The whole district is characterised by three very distinctive areas: The Krusne Hory mountainous range in the North, the Brown Coal Basin at the centre and the Ceske Stredohori range in the southern part of the district. The major crossing with Germany that connects Prague with Dresden and Berlin is to this day located across theses mountains.
The district town of Teplice, which today is home to more than 53,000 people, is an historic spa town in the Podkrusnohori ("Under the Ore Mountains") Region. Teplice is the oldest spa in Bohemia.
The most valuable possession of the city is its
thermal Pravridlo ("Old Spring") spring, with a temperature of 42 Celsius and an output of 24,000 hectoliters per day. The name of the spring demonstrates how the healing effects of the hot water have been known even since ancient times. The beneficial effects of the water, which contains radon, have been used in treatments for more than eight centuries. Pravridlo has been endangered several times and even stopped gushing once, after the 1755 Lisbon earthquake.
The Teplice spa experienced its greatest boom during the first half of the nineteenth century, when it was sometimes called the "social salon of Europe." The beautiful Classical and Empire style spa buildings helped to attract the likes of Goethe, Beethoven, Paganini, Jungmann, Palacky, and Neruda.
Today the spa is used to help treat health problems of the locomotor and circulatory systems, as well as nerve diseases and psychological disorders. Tourists visiting this area can utilize
the thermal water in the swimming pool and the indoor city baths. The town chateau also houses an exhibition on the history of the spa.

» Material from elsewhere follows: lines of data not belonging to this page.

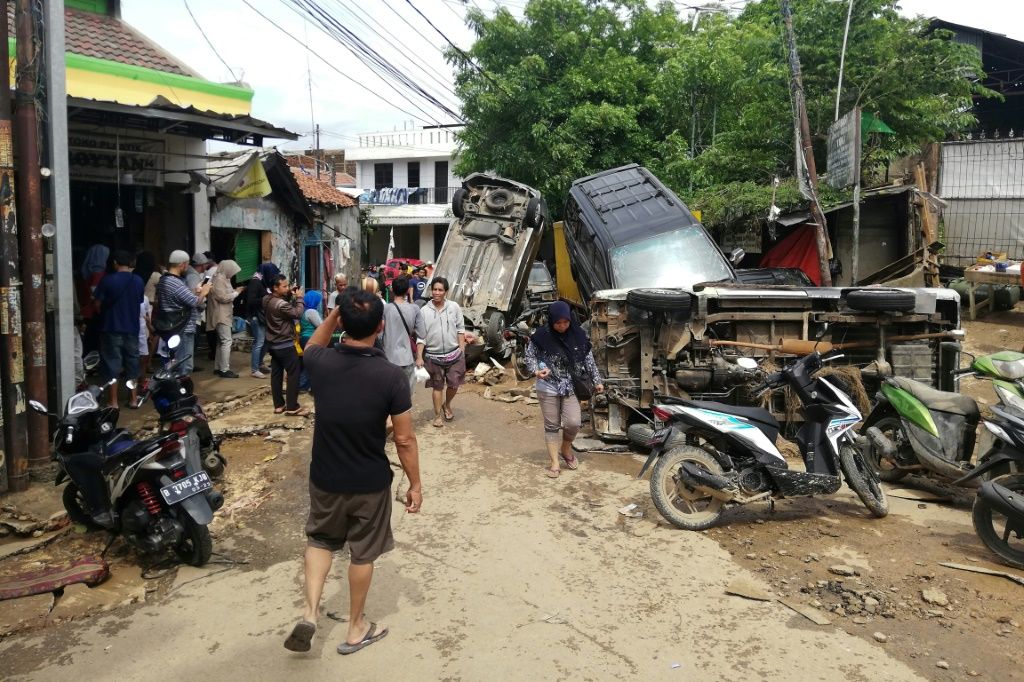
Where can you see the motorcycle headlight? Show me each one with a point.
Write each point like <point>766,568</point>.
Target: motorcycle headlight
<point>1011,399</point>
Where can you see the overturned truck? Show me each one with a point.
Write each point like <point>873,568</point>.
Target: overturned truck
<point>670,315</point>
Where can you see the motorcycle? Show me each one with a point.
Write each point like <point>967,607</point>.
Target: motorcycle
<point>179,411</point>
<point>730,456</point>
<point>998,508</point>
<point>914,428</point>
<point>143,491</point>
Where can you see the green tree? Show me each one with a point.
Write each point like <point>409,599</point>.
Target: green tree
<point>577,86</point>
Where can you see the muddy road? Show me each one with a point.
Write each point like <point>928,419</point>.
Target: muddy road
<point>508,574</point>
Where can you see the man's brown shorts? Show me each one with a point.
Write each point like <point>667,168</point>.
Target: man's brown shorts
<point>454,375</point>
<point>363,520</point>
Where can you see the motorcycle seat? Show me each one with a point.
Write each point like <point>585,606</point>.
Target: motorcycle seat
<point>954,403</point>
<point>758,417</point>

Every year, a varied cultural program is prepared for the spa's guests and for tourists. A highlight is the annual
festival celebrating Ludwig von Beethoven that takes place in September and October.

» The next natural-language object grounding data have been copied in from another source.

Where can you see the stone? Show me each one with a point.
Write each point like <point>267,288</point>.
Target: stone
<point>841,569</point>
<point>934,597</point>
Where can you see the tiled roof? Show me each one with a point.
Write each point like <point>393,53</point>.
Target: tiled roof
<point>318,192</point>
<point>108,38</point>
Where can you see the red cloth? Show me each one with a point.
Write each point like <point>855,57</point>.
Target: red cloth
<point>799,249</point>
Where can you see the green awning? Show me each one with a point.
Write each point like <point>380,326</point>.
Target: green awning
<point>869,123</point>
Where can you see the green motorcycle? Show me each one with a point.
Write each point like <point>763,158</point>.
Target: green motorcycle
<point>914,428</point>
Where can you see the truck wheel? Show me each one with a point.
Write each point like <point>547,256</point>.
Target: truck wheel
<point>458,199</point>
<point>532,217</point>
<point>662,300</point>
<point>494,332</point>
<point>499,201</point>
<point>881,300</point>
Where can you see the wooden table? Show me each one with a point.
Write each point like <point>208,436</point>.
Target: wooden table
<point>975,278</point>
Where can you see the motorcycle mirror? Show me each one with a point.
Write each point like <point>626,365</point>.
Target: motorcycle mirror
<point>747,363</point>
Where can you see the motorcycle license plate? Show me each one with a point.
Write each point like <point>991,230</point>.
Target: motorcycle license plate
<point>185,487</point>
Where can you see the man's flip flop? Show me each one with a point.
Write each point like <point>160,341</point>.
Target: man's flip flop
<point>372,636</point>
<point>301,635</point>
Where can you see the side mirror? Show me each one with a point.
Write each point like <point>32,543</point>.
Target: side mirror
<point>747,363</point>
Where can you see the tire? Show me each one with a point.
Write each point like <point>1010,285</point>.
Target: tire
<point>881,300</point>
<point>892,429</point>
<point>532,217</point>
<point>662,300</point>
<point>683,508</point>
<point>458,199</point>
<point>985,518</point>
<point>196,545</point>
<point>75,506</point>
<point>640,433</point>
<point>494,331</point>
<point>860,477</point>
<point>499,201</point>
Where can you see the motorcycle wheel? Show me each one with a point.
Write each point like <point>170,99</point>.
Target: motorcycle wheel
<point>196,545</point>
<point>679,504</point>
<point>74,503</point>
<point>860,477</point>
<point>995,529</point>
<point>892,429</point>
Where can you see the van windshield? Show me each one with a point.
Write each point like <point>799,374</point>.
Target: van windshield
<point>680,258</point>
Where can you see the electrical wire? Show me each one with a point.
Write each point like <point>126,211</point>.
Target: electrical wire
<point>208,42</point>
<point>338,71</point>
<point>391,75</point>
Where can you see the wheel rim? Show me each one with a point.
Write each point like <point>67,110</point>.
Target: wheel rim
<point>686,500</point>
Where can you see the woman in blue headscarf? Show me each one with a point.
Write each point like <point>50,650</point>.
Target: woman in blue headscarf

Among the historical monuments of interest to tourists are: the chateau church (built in the sixteenth century in the pseudo-Gothic style and reconstructed between 1798-1806), the Church of St. John the Baptist (built in the Baroque style between 1700-1703, with interior tombs dating from between the sixteenth and eighteenth centuries), and the Teplice Chateau (constructed on the ruins of a Benedictine Order monastery which had a three-naved Roman basilica). Construction of the chateau began between 1585-1634 and it was subsequently reconstructed several times during the 18
th and 19
th centuries. Today the castle houses the regional museum that has environmental and spa collections, a history of Teplice, and
the Ludwig von Beethoven Commemorative Hall.
Tourists will certainly be pleased by a number of nice places in the Teplice area. We can recommend trips to Doubravka Hill and its castle ruins (of the Schlossberg Castle, built 1478-1483), Pisecnak and its astronomical observatory, and Komari hurka, which is a good jumping-off point for summer and winter recreational activities.